Against it, but it stands in unpolluted

Grandeur still….”

In addition to being in the posthumous collection, “Mount Shasta” originally appeared in the Marysville Daily Evening Standard in 1853. It was reprinted many times afterward, and Rollin put the entire poem in the early part of The Life and Adventures of Joaquin Murieta. A sampling of other poetic titles in the “Mount Shasta” vein include: “A Night Scene,” “To a Mockingbird Singing in a Tree,” and “To a Star Seen at Twilight.”

Rollin also wrote several love poems, including “The Robber’s Song to His Mistress,” “The Still, Small Voice,” and “A Cherokee Love Song.” Sample lines from the latter poem show his style in this type of poetry:

Oh come with me by moonlight, love,

And let us seek the river’s shore;

My light canoe awaits thee, love.

The sweetest burden e’er it bore!

Among the poems dedicated to progress, both scientific and of the nation itself, are “California,” two just called “Poem,” and probably the best known of his optimistic celebrations on the topic: “The Atlantic Cable,” which follows “Mount Shasta” at the very beginning of Poems. In cheering the latest scientific breakthrough, Rollin could hardly be more enthusiastic:

Let Earth be glad! for that great work is done,

Which makes, at last, the Old and New World one!

Let all mankind rejoice! for time nor space

Shall check the progress of the human race!

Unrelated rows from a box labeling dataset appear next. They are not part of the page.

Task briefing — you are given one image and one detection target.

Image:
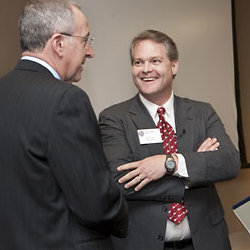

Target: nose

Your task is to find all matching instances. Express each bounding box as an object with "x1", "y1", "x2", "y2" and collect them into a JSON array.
[
  {"x1": 142, "y1": 61, "x2": 152, "y2": 73},
  {"x1": 86, "y1": 45, "x2": 94, "y2": 58}
]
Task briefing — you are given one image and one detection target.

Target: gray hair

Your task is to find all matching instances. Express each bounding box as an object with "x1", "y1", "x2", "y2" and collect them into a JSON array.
[
  {"x1": 19, "y1": 0, "x2": 80, "y2": 52},
  {"x1": 130, "y1": 30, "x2": 178, "y2": 64}
]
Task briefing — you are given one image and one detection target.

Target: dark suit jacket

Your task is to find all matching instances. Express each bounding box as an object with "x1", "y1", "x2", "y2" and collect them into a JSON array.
[
  {"x1": 0, "y1": 60, "x2": 127, "y2": 250},
  {"x1": 99, "y1": 96, "x2": 240, "y2": 250}
]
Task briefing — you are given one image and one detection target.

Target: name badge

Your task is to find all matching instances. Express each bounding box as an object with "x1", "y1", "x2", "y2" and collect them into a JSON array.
[{"x1": 137, "y1": 128, "x2": 162, "y2": 144}]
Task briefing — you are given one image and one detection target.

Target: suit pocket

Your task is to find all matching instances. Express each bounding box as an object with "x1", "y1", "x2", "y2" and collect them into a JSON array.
[{"x1": 208, "y1": 208, "x2": 224, "y2": 226}]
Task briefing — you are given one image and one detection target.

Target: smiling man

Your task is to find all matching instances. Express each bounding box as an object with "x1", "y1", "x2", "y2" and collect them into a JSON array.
[
  {"x1": 0, "y1": 0, "x2": 127, "y2": 250},
  {"x1": 99, "y1": 30, "x2": 240, "y2": 250}
]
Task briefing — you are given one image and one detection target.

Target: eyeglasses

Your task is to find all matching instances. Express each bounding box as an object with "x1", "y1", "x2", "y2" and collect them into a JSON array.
[{"x1": 60, "y1": 32, "x2": 94, "y2": 47}]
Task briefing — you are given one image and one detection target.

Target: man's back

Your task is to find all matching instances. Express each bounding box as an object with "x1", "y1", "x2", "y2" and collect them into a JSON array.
[{"x1": 0, "y1": 61, "x2": 126, "y2": 250}]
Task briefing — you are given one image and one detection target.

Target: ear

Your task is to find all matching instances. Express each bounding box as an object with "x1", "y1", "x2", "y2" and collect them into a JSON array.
[
  {"x1": 51, "y1": 33, "x2": 65, "y2": 57},
  {"x1": 171, "y1": 60, "x2": 179, "y2": 77}
]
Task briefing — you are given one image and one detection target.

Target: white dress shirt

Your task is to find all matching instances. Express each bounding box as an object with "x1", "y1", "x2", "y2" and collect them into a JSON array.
[
  {"x1": 21, "y1": 56, "x2": 61, "y2": 79},
  {"x1": 139, "y1": 92, "x2": 191, "y2": 241}
]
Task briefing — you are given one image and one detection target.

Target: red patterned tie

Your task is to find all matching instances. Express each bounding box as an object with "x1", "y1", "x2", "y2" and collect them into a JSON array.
[{"x1": 157, "y1": 107, "x2": 187, "y2": 224}]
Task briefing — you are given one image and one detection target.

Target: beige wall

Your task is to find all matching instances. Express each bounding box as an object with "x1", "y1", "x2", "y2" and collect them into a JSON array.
[
  {"x1": 0, "y1": 0, "x2": 250, "y2": 232},
  {"x1": 235, "y1": 0, "x2": 250, "y2": 163},
  {"x1": 0, "y1": 0, "x2": 26, "y2": 77},
  {"x1": 77, "y1": 0, "x2": 238, "y2": 147}
]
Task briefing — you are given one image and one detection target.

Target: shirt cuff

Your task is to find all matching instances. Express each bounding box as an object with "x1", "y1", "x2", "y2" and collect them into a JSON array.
[{"x1": 173, "y1": 154, "x2": 189, "y2": 178}]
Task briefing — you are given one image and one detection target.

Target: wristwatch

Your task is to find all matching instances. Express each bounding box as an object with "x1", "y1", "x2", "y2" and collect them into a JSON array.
[{"x1": 165, "y1": 154, "x2": 176, "y2": 175}]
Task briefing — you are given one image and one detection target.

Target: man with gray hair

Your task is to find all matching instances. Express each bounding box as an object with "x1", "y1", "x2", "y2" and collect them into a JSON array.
[{"x1": 0, "y1": 0, "x2": 127, "y2": 250}]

In the end, although he had a solid body of poetic work as shown in Poems, John Rollin Ridge has been and still is mostly remembered for The Life and Adventures of Joaquin Murieta, described by academic Hsuan Hsu as “one of the most influential and one of the most invisible novels in the history of American literature.” Whether Rollin’s work is truly invisible or not, it continues to resonate today, and he is a serious subject for scholarly interest and research.

With the modern emphasis on social justice, Rollin Ridge is perhaps not just remembered for his own personal conflicts and contradictions, but also for producing “a classic American story of anti-racist insurrection.” In sum, he was an important mid-nineteenth century American author and his work, while a century and a half old now, still lives today.

J.B. Hogan, an award-winning author, poet, and historian, is a U.S. Air Force veteran with a Ph.D. in English Literature. He’s published over 300 works and 13 books, led local historic organizations, and played bass in a family Americana band—all while preserving and celebrating Arkansas history. His original article on John Rollin Ridge, published in Flashback, the official magazine of the Washington County (Arkansas) Historical Society, recently won the Arkansas Historical Association’s Walter L. Brown Award for Best Biography, Autobiograpy, or Memoir Published in a Local Historical Journal.